A case study by Ji et al suggested that GSD with hepatomegaly and hepatic adenoma can be successfully treated with reduced-size liver transplantation. The authors retrospectively analyzed clinical data from a young female patient with GSD type I, whose clinical manifestations included hepatic adenoma, hepatomegaly, delayed puberty, growth retardation, sexual immaturity, hypoglycemia, and lactic acidosis. Ji and colleagues reported a satisfactory postsurgical outcome for the patient, including, over a 16-month period, height and weight increases of 12 cm and 5 kg, respectively.

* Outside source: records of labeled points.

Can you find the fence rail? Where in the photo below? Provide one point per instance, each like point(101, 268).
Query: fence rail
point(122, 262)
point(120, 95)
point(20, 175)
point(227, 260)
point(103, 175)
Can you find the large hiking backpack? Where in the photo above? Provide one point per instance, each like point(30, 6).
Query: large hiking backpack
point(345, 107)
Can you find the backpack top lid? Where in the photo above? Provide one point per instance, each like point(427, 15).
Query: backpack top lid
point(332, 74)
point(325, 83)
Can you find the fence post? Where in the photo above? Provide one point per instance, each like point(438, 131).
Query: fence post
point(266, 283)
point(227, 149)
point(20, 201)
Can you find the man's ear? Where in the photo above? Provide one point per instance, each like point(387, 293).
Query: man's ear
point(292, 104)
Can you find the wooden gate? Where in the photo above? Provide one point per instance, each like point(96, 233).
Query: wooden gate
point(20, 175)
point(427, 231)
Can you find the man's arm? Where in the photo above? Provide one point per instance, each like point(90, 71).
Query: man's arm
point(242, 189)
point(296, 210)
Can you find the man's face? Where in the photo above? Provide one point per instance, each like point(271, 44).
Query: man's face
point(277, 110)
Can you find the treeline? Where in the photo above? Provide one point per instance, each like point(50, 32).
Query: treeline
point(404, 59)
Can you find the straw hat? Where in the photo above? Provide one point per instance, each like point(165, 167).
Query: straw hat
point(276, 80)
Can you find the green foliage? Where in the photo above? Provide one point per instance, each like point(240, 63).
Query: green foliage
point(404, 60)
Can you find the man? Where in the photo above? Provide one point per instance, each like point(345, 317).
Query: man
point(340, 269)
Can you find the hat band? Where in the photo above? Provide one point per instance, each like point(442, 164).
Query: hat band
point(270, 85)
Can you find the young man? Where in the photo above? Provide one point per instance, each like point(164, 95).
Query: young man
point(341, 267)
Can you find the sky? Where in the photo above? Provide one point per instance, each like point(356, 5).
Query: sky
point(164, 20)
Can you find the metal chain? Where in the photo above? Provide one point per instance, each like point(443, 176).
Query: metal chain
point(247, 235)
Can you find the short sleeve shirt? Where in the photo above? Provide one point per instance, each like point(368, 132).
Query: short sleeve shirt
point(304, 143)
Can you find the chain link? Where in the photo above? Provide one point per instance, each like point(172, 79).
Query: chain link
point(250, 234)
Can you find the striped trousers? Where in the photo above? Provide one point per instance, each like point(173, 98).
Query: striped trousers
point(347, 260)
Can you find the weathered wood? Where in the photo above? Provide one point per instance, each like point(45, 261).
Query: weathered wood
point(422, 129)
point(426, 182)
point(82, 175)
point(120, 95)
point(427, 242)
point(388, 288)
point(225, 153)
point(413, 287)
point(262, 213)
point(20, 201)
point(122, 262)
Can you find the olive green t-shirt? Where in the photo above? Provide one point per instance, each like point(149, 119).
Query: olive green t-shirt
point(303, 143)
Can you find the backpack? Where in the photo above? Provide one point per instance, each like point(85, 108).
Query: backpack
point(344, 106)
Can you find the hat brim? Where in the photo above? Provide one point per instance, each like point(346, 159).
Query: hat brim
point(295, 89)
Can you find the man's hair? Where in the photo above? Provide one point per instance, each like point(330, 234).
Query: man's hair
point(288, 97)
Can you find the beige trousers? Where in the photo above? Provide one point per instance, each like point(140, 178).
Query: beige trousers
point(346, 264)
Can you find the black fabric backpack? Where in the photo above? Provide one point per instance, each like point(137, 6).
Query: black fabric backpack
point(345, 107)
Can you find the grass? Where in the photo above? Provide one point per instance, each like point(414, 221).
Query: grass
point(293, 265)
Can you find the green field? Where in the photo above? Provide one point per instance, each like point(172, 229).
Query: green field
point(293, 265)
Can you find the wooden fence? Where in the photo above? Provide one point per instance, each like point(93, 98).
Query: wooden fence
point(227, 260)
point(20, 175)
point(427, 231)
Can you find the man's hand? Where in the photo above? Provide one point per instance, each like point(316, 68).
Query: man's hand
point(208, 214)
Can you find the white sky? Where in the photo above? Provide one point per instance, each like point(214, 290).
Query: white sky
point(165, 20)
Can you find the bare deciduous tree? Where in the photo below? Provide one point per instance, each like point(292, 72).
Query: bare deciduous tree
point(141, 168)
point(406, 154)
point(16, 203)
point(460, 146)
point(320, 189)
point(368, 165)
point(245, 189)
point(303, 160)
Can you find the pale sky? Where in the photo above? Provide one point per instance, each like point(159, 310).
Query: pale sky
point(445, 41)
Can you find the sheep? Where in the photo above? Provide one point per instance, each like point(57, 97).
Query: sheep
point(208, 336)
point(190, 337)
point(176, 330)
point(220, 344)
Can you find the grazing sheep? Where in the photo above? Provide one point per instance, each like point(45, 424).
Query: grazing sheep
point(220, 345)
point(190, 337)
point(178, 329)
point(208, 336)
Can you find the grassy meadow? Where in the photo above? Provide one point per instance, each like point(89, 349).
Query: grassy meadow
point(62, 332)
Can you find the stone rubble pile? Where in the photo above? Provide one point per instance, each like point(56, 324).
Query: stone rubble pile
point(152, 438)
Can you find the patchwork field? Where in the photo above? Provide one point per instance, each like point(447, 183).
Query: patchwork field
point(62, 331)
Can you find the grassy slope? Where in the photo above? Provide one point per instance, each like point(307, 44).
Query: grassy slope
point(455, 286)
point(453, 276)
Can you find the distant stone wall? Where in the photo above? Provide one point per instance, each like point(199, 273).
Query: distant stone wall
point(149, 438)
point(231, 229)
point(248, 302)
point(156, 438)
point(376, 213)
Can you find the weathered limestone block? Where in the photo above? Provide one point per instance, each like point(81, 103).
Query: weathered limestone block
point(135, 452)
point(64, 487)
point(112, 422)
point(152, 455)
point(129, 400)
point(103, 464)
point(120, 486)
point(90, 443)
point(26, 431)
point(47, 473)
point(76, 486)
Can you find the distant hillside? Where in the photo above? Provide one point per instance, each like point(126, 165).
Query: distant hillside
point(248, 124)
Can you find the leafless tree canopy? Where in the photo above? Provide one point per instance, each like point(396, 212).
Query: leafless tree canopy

The patient was able to start enjoying a "normal life" and, according to Ji and colleagues, was continuing to do so 4 years postsurgery.
Growing evidence indicates that a high-protein diet may provide increased muscle function in patients with weakness or exercise intolerance. Evidence also exists that a high-protein diet may slow or arrest progression of the disease.
High-carbohydrate diet is effective in preventing hypoglycemia.
Most patients require little specific dietary intervention.